Paper detail

Optimal Surface Marker Locations for Tumor Motion Estimation in Lung Cancer Radiotherapy

Using fiducial markers on patient's body surface to predict the tumor location is a widely used approach in lung cancer radiotherapy. The purpose of this work is to propose an algorithm that automatically identifies a sparse set of locations on the patient's surface with the optimal prediction power for the tumor motion. The sparse selection of markers on the external surface and the assumed linear relationship between the marker motion and the internal tumor motion are represented by a prediction matrix. Such a matrix is determined by solving an optimization problem, where the objective function contains a sparsity term that penalizes the number of markers chosen on the patient's surface. The performance of our algorithm has been tested on realistic clinical data of four lung cancer patients.
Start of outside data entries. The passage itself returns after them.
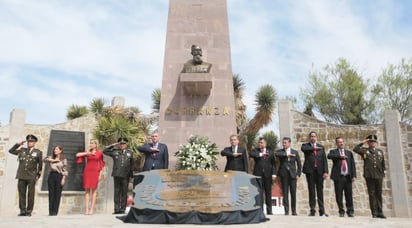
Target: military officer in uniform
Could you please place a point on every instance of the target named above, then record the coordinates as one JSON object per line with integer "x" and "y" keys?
{"x": 28, "y": 172}
{"x": 122, "y": 172}
{"x": 373, "y": 171}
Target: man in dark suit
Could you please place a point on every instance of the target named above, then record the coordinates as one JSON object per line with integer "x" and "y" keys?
{"x": 373, "y": 171}
{"x": 28, "y": 172}
{"x": 157, "y": 155}
{"x": 122, "y": 172}
{"x": 289, "y": 172}
{"x": 236, "y": 157}
{"x": 266, "y": 169}
{"x": 343, "y": 174}
{"x": 315, "y": 168}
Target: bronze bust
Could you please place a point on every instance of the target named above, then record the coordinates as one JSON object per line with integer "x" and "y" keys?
{"x": 196, "y": 65}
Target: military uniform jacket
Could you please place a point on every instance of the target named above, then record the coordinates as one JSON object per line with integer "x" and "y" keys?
{"x": 265, "y": 167}
{"x": 30, "y": 163}
{"x": 122, "y": 161}
{"x": 373, "y": 161}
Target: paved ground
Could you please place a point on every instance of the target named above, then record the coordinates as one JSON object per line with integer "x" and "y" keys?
{"x": 109, "y": 220}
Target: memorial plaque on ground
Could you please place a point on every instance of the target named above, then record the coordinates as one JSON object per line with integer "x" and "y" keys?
{"x": 71, "y": 142}
{"x": 194, "y": 196}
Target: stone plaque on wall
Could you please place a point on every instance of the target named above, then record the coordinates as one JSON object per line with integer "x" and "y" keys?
{"x": 71, "y": 142}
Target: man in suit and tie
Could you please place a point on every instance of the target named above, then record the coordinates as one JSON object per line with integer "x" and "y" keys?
{"x": 122, "y": 172}
{"x": 157, "y": 155}
{"x": 289, "y": 172}
{"x": 236, "y": 157}
{"x": 373, "y": 171}
{"x": 343, "y": 174}
{"x": 315, "y": 168}
{"x": 266, "y": 169}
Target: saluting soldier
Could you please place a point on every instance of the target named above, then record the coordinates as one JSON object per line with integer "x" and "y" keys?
{"x": 373, "y": 171}
{"x": 28, "y": 172}
{"x": 122, "y": 172}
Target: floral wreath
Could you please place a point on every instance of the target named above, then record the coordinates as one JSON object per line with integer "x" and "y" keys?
{"x": 198, "y": 154}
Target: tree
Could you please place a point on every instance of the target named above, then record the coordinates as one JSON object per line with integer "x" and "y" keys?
{"x": 394, "y": 90}
{"x": 338, "y": 94}
{"x": 265, "y": 100}
{"x": 156, "y": 94}
{"x": 238, "y": 88}
{"x": 97, "y": 106}
{"x": 76, "y": 111}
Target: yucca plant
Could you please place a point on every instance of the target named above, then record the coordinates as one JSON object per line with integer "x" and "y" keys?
{"x": 76, "y": 111}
Thoracic 4DCT scans with 10 phases are used for the study. On a reference phase, a grid of points are casted on the patient's surface (except for patient's back) and propagated to other phases via deformable image registration of the corresponding CT images. Tumor locations at each phase are also manually delineated. We use 9 out of 10 phases of the 4DCT images to identify a small group of surface markers that are most correlated with the motion of the tumor, and find the prediction matrix at the same time. The 10th phase is then used to test the accuracy of the prediction. It is found that on average 6 to 7 surface markers are necessary to predict tumor locations with a 3D error of about 1mm. In addition, the selected marker locations lie closely in those areas where surface point motion has a high correlation with the tumor motion. Our method can automatically select sparse locations on patient's external surface and estimate a correlation matrix based on 4DCT, so that the selected surface locations can be used to place fiducial markers to optimally predict internal tumor motions.